2008), this would allow to have ~100% of the RCs open in the streak-camera experiment described above, even if PSI was reduced at a rate of 4/s. Such a reduction rate can be obtained using 1 μM of PMS, which will not notably quench the fluorescence (Bulychev and Vredenberg 2001). The special spinning cuvette also allows performing transient absorption (Müller et al. 2003; Holzwarth et al. 2006) and TCSPC (Slavov et al. 2008) experiments with nearly all the PSI RCs in open state. Another obvious

solution to lower the fraction of closed RCs is to lower the excitation power. For a very sensitive technique, for example TCSPC, this can still give data with a good signal to noise ratio.
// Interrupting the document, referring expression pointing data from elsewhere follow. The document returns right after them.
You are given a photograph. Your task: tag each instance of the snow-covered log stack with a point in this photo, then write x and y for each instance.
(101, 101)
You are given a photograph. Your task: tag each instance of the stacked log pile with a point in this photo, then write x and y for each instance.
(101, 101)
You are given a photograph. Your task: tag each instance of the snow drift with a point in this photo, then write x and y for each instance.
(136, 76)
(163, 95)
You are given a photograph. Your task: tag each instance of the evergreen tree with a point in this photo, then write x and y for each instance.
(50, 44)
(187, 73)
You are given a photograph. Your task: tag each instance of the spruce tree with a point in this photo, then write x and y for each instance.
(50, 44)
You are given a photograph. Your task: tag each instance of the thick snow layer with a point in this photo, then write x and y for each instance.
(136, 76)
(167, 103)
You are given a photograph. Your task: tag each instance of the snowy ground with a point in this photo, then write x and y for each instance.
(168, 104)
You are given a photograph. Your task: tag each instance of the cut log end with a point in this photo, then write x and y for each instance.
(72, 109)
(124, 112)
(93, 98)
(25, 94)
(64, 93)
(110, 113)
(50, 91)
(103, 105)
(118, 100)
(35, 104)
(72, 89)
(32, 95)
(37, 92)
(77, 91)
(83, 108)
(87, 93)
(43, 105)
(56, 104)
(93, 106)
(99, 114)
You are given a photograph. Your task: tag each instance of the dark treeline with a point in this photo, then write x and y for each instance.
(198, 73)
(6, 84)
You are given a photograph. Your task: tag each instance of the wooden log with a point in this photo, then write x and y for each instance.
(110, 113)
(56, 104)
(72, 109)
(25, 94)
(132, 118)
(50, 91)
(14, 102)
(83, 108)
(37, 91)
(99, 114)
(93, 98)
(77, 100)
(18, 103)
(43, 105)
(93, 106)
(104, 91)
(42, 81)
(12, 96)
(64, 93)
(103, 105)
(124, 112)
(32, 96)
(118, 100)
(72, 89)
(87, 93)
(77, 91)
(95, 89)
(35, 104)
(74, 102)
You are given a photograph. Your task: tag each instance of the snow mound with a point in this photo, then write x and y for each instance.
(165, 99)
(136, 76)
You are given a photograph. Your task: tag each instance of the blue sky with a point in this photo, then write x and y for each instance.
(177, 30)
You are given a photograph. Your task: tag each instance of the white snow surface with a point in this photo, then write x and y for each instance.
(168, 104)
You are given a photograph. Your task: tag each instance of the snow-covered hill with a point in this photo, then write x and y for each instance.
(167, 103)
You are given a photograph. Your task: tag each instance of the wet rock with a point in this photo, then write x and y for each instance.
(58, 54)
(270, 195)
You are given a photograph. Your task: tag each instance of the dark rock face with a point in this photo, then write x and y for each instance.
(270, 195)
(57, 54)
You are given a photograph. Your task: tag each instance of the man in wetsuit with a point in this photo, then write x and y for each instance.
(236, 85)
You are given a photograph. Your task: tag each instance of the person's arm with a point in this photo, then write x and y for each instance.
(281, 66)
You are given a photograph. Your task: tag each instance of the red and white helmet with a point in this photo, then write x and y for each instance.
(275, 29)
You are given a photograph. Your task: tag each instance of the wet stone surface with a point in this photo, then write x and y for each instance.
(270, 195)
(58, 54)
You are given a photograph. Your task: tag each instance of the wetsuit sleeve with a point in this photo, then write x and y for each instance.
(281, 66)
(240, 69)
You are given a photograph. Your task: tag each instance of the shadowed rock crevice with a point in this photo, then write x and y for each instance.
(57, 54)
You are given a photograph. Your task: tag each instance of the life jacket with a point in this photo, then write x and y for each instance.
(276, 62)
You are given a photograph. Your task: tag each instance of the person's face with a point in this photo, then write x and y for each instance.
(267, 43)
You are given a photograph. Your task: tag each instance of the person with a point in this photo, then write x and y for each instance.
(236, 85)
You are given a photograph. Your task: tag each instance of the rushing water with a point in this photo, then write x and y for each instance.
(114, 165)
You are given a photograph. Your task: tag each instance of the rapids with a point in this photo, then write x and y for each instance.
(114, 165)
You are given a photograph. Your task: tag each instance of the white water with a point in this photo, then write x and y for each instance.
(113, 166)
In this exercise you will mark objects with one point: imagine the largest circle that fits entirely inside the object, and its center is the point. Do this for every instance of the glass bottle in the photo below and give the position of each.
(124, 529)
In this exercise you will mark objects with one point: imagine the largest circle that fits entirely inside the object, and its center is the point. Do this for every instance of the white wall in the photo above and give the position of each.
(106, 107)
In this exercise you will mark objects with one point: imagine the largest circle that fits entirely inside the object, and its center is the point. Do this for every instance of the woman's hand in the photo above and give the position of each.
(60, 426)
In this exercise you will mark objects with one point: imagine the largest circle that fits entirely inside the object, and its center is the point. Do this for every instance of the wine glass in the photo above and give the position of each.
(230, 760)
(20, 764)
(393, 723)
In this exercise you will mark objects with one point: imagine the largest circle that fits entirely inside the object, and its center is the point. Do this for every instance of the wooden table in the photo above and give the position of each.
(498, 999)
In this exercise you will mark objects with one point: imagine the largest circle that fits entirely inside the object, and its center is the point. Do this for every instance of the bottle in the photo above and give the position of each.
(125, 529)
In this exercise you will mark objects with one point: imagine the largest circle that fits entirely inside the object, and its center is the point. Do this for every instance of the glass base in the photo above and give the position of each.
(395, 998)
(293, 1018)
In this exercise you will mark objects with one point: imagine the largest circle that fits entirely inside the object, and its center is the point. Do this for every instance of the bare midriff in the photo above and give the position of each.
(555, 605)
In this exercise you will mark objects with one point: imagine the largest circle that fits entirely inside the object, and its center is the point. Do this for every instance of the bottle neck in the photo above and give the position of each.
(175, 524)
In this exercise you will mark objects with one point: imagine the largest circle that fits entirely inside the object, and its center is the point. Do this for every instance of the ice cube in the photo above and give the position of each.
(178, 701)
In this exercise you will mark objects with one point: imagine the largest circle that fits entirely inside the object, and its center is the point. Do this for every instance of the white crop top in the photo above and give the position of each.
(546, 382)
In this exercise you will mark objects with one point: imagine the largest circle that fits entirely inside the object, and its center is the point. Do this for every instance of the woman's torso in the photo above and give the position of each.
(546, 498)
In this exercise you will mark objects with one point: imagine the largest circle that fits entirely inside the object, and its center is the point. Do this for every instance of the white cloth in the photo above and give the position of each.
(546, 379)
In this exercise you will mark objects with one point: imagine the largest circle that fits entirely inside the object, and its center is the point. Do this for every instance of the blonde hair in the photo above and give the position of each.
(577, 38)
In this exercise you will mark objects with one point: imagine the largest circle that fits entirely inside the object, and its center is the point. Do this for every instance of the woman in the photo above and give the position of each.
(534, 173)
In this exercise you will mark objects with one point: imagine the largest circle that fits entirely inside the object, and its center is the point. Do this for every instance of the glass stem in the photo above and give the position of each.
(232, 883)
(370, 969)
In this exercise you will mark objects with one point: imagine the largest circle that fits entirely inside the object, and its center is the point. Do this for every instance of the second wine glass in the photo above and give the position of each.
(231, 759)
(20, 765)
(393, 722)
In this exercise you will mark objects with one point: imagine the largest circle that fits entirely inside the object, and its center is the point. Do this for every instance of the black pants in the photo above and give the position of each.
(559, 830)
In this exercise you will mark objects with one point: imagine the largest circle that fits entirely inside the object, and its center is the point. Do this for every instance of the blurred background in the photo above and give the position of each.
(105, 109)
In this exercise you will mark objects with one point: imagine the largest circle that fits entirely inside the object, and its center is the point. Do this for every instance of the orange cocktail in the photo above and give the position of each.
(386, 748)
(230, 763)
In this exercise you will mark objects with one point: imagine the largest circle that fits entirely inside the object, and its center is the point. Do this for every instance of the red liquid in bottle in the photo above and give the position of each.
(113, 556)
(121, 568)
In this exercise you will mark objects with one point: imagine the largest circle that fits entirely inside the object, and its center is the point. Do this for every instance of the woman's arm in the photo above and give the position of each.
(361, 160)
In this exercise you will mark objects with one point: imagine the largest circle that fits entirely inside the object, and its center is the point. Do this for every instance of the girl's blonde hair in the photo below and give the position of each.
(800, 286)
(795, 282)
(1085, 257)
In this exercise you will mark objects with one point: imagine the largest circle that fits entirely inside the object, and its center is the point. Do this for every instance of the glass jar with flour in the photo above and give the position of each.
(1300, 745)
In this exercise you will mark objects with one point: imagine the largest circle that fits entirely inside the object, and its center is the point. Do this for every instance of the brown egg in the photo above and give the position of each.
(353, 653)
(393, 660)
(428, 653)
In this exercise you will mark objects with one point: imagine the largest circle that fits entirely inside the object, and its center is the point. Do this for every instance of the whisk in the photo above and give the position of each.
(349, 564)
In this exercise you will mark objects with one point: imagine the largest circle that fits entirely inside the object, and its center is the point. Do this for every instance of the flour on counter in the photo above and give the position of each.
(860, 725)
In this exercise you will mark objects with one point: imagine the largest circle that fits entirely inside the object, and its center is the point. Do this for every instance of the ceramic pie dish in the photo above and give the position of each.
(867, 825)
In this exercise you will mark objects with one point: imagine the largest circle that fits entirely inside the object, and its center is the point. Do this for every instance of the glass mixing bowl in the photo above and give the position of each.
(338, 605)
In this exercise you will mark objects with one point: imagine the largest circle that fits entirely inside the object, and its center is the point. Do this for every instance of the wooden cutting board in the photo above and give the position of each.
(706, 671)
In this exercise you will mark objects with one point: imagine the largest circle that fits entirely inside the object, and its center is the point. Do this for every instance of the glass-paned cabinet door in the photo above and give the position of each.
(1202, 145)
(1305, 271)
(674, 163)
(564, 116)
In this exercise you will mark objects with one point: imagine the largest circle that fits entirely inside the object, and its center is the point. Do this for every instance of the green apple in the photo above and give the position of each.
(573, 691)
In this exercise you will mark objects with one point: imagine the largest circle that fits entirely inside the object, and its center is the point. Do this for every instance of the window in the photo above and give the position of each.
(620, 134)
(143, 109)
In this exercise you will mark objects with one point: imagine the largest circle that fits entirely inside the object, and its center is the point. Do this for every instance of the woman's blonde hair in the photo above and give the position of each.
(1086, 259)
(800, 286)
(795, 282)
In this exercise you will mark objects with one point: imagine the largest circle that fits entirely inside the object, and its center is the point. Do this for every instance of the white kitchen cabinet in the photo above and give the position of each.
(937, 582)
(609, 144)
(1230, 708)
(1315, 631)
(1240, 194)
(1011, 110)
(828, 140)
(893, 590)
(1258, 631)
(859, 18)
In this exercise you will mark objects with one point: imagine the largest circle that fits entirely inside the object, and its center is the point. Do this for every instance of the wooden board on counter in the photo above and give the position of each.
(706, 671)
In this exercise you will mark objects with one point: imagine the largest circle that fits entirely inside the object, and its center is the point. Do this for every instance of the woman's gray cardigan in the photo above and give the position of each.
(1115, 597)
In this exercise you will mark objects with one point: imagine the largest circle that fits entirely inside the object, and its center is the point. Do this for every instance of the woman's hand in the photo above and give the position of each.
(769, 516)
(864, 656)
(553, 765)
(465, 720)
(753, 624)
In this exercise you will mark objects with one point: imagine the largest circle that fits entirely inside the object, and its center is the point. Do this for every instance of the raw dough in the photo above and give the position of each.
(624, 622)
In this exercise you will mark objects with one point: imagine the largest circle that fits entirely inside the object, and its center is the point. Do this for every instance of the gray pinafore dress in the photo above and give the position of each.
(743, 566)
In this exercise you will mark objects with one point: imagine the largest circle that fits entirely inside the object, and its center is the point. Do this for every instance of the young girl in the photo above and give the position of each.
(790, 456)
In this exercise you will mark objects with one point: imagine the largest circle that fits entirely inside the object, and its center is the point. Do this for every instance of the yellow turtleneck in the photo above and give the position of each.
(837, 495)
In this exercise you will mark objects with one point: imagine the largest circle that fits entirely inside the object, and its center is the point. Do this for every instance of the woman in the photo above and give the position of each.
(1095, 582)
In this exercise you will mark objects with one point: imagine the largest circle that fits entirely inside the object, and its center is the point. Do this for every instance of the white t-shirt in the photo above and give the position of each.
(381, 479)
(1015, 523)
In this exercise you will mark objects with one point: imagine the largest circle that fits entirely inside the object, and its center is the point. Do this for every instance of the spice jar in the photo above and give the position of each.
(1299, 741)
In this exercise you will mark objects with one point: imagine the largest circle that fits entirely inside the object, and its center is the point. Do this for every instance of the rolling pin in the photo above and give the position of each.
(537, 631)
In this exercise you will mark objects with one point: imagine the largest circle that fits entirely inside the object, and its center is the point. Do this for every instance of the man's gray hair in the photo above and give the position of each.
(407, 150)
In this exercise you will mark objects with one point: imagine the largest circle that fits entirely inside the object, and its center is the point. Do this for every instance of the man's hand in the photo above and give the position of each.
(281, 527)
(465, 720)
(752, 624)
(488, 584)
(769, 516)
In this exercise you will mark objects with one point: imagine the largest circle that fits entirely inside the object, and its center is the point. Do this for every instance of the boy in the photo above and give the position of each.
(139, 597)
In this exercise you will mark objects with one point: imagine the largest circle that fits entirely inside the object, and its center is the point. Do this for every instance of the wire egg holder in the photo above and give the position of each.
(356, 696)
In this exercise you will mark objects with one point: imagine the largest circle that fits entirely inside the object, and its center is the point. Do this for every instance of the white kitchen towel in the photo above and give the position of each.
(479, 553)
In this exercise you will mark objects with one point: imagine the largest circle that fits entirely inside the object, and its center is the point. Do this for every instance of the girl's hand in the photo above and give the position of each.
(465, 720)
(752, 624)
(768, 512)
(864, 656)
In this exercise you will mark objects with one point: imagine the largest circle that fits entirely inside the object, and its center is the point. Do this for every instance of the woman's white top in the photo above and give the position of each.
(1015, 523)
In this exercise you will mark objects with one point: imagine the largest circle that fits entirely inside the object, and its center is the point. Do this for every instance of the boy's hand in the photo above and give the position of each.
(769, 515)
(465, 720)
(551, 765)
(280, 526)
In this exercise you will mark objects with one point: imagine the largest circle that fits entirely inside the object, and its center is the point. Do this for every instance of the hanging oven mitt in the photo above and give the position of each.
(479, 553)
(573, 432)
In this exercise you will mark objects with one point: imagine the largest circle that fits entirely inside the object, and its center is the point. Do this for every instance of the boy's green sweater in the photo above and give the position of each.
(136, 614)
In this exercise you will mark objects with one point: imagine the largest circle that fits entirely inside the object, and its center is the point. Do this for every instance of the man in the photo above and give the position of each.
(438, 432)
However, for the other techniques such as fluorescence up-conversion, this will not be possible, and one might have to settle with measuring PSI with closed AR-13324 in vivo RCs (Kennis et al. 2001). PMS: to add or not to add? Our study shows that the commonly used reducing agent PMS quenches the fluorescence emission of PSI. This effect might be avoided using very low concentrations of PMS (Bulychev and Vredenberg 2001), but under this condition

the P700 reduction rate is also low. Another disadvantage of PMS is its low stability in water. Decomposition of solutions in deionized water takes only hours, while the stability is even lower in neutral JIB04 mw buffers (Sigma Product Information sheet). Thus, during long measurements the actual PMS concentration, and thus the P700 reduction rate, will be lower than expected. The best solution would be to find a stable and fast P700 reducing agent that does not quench chlorophyll fluorescence. In the absence of such a reagent it can be preferable, depending on the goal PIK3C2G of the experiment, to measure PSI with closed RCs as the fluorescence quantum yield and thus the trapping efficiency is only slightly dependent on the P700 oxidative state (Fig. 5). Acknowledgments This study was supported

by the De Nederlandse Organisatie voor Wetenschappelijk Onderzoek (NWO), Earth and Life Sciences (ALW), through a Vidi grant (to R.C.). Open Access This article is distributed under the terms of the Creative Commons Attribution Noncommercial License which permits any noncommercial use, distribution, and reproduction in any medium, provided the original author(s) and source are credited. References Amunts A, Toporik H, Borovikova A, Nelson N (2010) Structure determination and improved model of plant photosystem I. J Biol Chem 285:3478–3486PubMedCrossRef Bassi R, Simpson D (1987) Chlorophyll-protein complexes of barley photosystem-I. Eur J Biochem 163:221–learn more 230PubMedCrossRef Ben-Shem A, Frolow F, Nelson N (2003) Crystal structure of plant photosystem I. Nature 426:630–635PubMedCrossRef Berthold DA, Babcock GT, Yocum CF (1981) A highly resolved, oxygen-evolving photosystem-II preparation from spinach thylakoid membranes—electron-paramagnetic-res and electron-transport properties.